General Motors posted a weaker-than-expected fourth-quarter profit on Thursday amid disappointing sales, especially outside the U.S.
Net income rose to $913 million, or 57 cents a share, from $892 million, or 54 cents a share, in the same quarter a year ago. Analysts polled by Thomson Reuters had expected 88 cents a share.
According to Reuters:
“The operating profit rose 58 percent to $1.9 billion. Revenue in the quarter rose 3 percent to $40.5 billion, below the $41.08 billion analysts had expected. GM’s North American operating profit hit $1.88 billion, up from $1.14 billion a year earlier, but that fell short of the $2.04 billion expected by analysts surveyed by Reuters.”
GM also announced up to $7,500 in profit-sharing will be distributed to 48,500 hourly workers in the U.S.
The automaker’s earnings report is in sharp contrast to its Detroit rivals. Ford handily beat Wall Street’s expectation, based on strong North American and Asian sales. Chrysler, despite a merger with Italy’s Fiat, managed to post fourth-quarter earnings that were 74 percent better than the same period a year ago.
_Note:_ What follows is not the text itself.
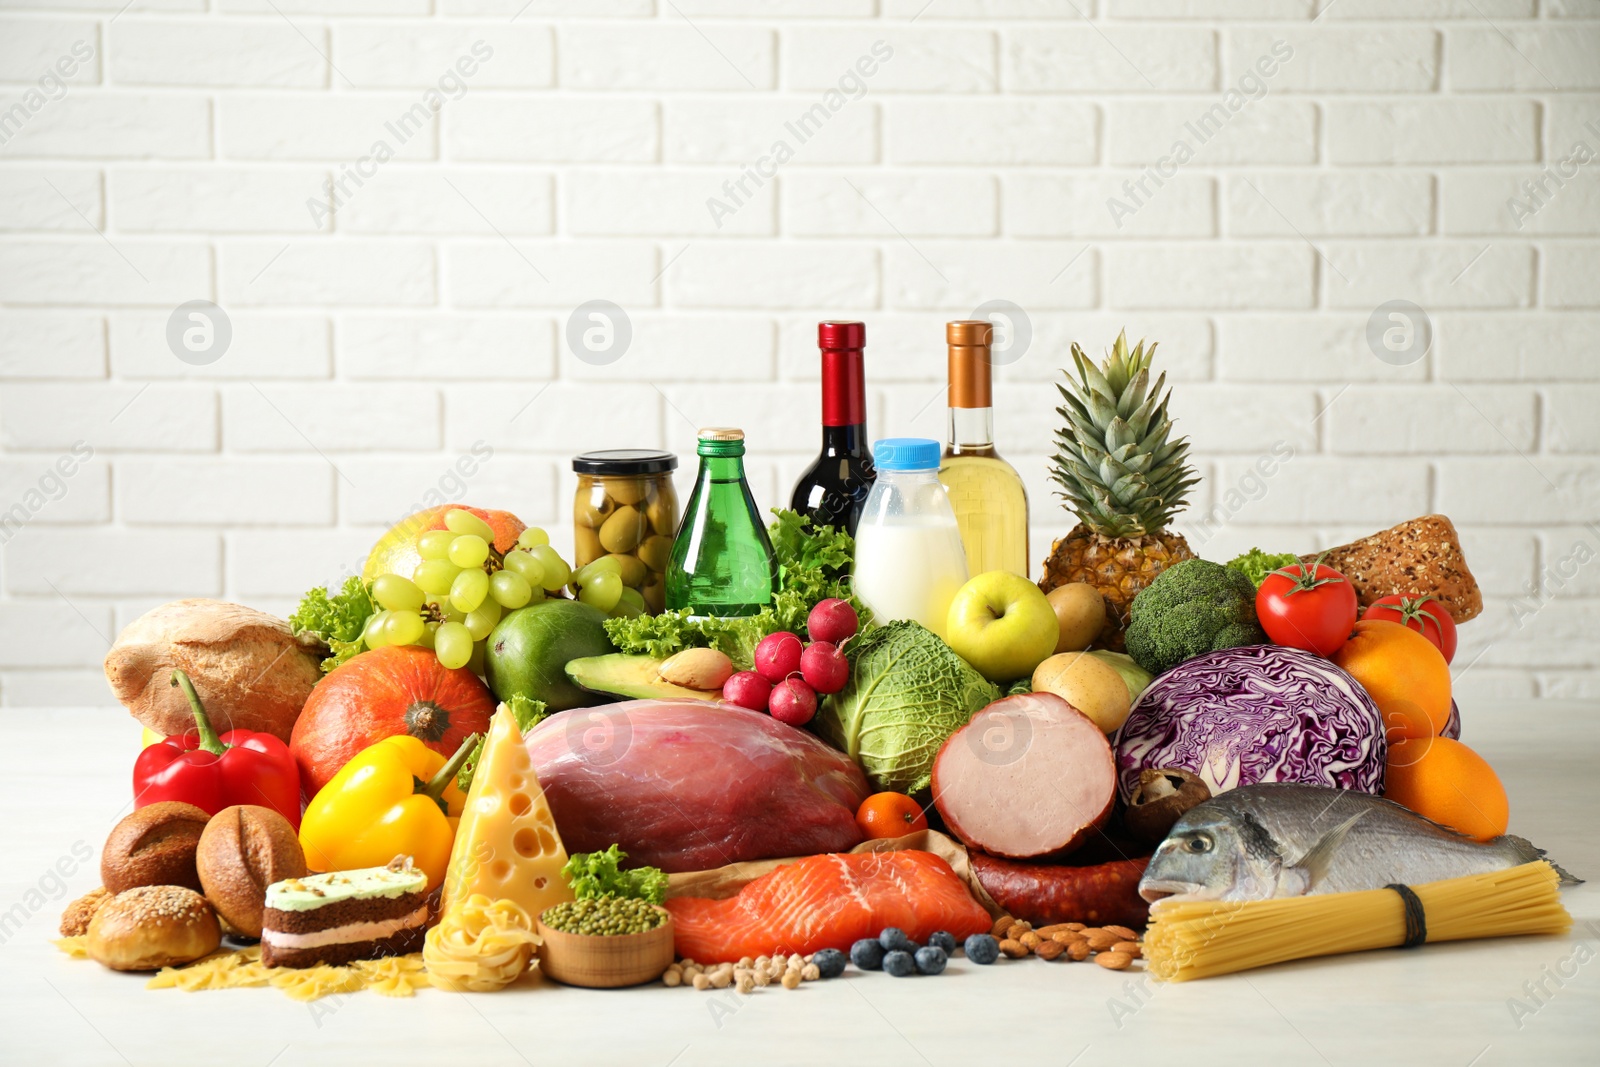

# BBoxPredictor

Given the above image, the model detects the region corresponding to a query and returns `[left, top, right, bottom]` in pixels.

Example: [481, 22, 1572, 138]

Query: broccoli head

“A rough streak in GM’s International Operations, which includes China, continued as the unit’s profits tumbled 69% to $208 million. The company made about $400 million for the quarter in China, while the rest of the division lost about $200 million.”
“GM is slumping in Australia and southeast Asia, where Japanese automakers are flourishing, in part because of the weak yen.”
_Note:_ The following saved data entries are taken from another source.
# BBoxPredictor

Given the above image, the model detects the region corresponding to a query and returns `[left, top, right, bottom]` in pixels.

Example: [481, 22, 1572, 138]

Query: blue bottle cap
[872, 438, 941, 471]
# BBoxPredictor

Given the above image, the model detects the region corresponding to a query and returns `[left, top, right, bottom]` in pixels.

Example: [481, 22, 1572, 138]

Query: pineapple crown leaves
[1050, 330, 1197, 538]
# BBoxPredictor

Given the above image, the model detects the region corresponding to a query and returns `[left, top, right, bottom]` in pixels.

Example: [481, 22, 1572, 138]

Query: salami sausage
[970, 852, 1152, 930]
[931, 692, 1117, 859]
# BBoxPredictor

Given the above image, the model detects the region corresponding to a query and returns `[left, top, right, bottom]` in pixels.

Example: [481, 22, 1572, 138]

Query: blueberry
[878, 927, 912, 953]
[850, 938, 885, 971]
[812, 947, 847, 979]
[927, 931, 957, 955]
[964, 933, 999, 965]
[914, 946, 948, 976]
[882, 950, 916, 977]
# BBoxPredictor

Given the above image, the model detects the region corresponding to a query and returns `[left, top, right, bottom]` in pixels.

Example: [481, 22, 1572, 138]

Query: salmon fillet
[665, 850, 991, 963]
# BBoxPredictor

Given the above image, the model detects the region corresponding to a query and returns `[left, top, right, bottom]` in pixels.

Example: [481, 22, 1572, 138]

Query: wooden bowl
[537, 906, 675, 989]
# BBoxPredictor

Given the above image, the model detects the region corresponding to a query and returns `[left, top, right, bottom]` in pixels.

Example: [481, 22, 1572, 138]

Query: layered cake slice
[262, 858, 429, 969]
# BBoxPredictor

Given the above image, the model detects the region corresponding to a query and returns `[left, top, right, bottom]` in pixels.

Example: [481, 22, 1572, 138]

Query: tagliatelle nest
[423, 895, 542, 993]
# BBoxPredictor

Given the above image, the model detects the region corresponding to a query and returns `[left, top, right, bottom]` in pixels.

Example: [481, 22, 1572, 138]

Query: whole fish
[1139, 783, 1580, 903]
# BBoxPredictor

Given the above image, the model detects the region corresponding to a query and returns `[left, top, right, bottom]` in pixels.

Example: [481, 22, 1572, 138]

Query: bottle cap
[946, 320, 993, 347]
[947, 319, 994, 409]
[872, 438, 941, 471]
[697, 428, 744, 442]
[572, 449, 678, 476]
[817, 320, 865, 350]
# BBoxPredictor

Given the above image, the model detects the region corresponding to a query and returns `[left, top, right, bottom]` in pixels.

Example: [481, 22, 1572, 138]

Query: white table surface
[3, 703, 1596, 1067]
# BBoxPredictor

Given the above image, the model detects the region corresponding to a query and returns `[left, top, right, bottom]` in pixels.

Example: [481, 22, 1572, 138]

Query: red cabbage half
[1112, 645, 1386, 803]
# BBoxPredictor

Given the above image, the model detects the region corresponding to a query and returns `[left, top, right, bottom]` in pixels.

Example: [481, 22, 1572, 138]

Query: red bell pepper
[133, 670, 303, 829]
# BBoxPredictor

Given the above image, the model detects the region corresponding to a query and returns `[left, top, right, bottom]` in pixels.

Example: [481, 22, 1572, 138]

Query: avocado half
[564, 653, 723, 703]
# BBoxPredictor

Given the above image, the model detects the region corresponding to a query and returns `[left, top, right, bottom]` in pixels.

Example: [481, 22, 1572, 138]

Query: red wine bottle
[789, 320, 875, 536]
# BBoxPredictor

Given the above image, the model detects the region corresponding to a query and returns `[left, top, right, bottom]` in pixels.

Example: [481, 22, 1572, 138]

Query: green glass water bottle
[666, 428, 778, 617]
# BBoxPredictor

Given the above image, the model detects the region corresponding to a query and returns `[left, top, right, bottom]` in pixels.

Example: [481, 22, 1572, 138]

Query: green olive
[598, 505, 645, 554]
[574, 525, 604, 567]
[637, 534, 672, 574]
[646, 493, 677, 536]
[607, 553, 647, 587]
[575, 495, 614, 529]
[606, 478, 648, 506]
“The automaker’s Chief Financial Officer Chuck Stevens, says analysts did not fully account for restructuring ahead of plans to close a key Germany plant this year, according to Reuters.”
“Our view is that the sell-side consensus didn’t comprehend that restructuring,” Stevens told reporters. “The final announcement associated with that wasn’t done until early December. Due to that, we needed to book some of the restructuring costs, primarily related to the severance portion of that program.”
The company’s new CEO, Mary Barra, said in a statement: “The tough decisions made during the year will further strengthen our operations. We’re now in execution mode and our sole focus will be on delivering results on a global basis.”